– Машина? Что же он её после работы не встречает? Жёнушку-то любимую? Вдруг украдут?

– Да полно те. Работает он много, в командировки часто ездит. А когда свободен, всегда приезжает. Да тебе-то что за дело до них?

– Нет мне никакого дела. Интересно просто, с кем ты работаешь, а то сам не рассказываешь ничего, не поделишься ничем. Будто я чужая тебе. Ты-то моих всех знаешь, а я…

Гриша вздохнул облегчённо.

– Да что там у нас интересного? Рассказывать нечего.

– Ну, просто… Если бы мы к вам не приехали, я бы даже не знала, с кем ты работаешь. И друзей у тебя нет. Никто к нам не приходит…

– А чего ходить? Нечего ходить. Нам и твоих подруг хватает. Там у нас так – поработали, разошлись. Ты, кстати, дела-то сделала?

– Сделала. Тебя увидеть хотела, но сказали, ты на дальние делянки ушёл, не скоро будешь.

– Да, я частенько туда наведываюсь. Народу расслабляться нельзя давать, а то на шею сядут, а у меня план. Премия. Не будет премии – сожрут заживо, вот и кручусь.

Ульяна обняла мужа сзади.

– Ты у меня молодец. Заботливый. Не сердись, я от безделья спрашиваю, так, язык почесать.

Гриша похлопал Ульяну по руке.

– Да я и не сержусь. Иди, кровать разбирай, устал я что-то.

Ульяна сняла покрывало, откинула одеяло и взбила подушки. Солонцы, значит. Вот где ты, голубушка, обосновалась. Жди, милая, гостей.

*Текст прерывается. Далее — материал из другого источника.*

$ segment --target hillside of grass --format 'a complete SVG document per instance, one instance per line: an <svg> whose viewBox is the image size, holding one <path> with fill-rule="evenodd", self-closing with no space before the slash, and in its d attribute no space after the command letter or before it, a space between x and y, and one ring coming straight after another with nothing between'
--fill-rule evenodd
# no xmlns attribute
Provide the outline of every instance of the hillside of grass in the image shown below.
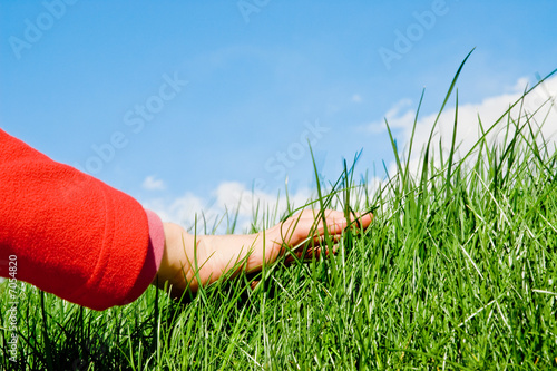
<svg viewBox="0 0 557 371"><path fill-rule="evenodd" d="M0 369L557 368L557 155L539 130L557 123L501 113L501 124L504 140L458 158L455 143L449 156L433 140L414 148L418 169L393 140L398 172L375 191L350 166L320 185L307 207L374 214L334 254L281 260L182 303L150 287L105 312L23 284L18 363L3 282Z"/></svg>

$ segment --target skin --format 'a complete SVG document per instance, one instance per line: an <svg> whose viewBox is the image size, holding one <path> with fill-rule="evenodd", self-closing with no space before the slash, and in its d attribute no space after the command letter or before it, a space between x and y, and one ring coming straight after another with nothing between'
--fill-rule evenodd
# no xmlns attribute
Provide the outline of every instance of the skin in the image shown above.
<svg viewBox="0 0 557 371"><path fill-rule="evenodd" d="M356 217L361 228L368 227L372 219L371 214ZM325 211L325 219L330 236L333 241L339 241L348 226L344 213ZM182 296L188 289L196 292L199 285L208 285L226 273L236 274L242 270L248 273L258 272L264 261L265 264L273 263L285 253L286 246L294 248L310 243L309 246L315 246L319 252L319 245L324 238L322 218L311 209L303 211L264 232L246 235L198 235L197 243L194 235L177 224L164 223L164 230L165 252L153 284L163 289L168 282L174 297ZM302 246L299 248L301 251ZM238 265L238 262L245 264Z"/></svg>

Чтобы не откладывать дело в долгий ящик, придя утром на работу, Ульяна позвонила в леспромхоз. На всякий случай заготовила отговорку, что мол, бумаги забыла. Неприветливый женский голос равнодушно проговорил в трубку:

– Да. Слушаю.

– Мне бы Марину. Учётчицу.

– Нет Марины. Бюллетень взяла. Со вчерашнего дня отсутствует. А что хотела-то?

– Знакомая. По личному.

– А-а. Ну, тогда дома её ищи, в Солонцах.

Ульяна, обрадованная неожиданной удаче, положила трубку. Вот тебе и везение. Дома, на бюллетене. Она влетела к председателю в кабинет.

– Можно мне уйти пораньше?

Тот посмотрел на Ульяну поверх очков.

– Здравствуйте, во-первых. А во-вторых, куда это тебе вдруг понадобилось?

– Да виделись уже. Или забыли? Приболела я что-то, отлежаться хочу.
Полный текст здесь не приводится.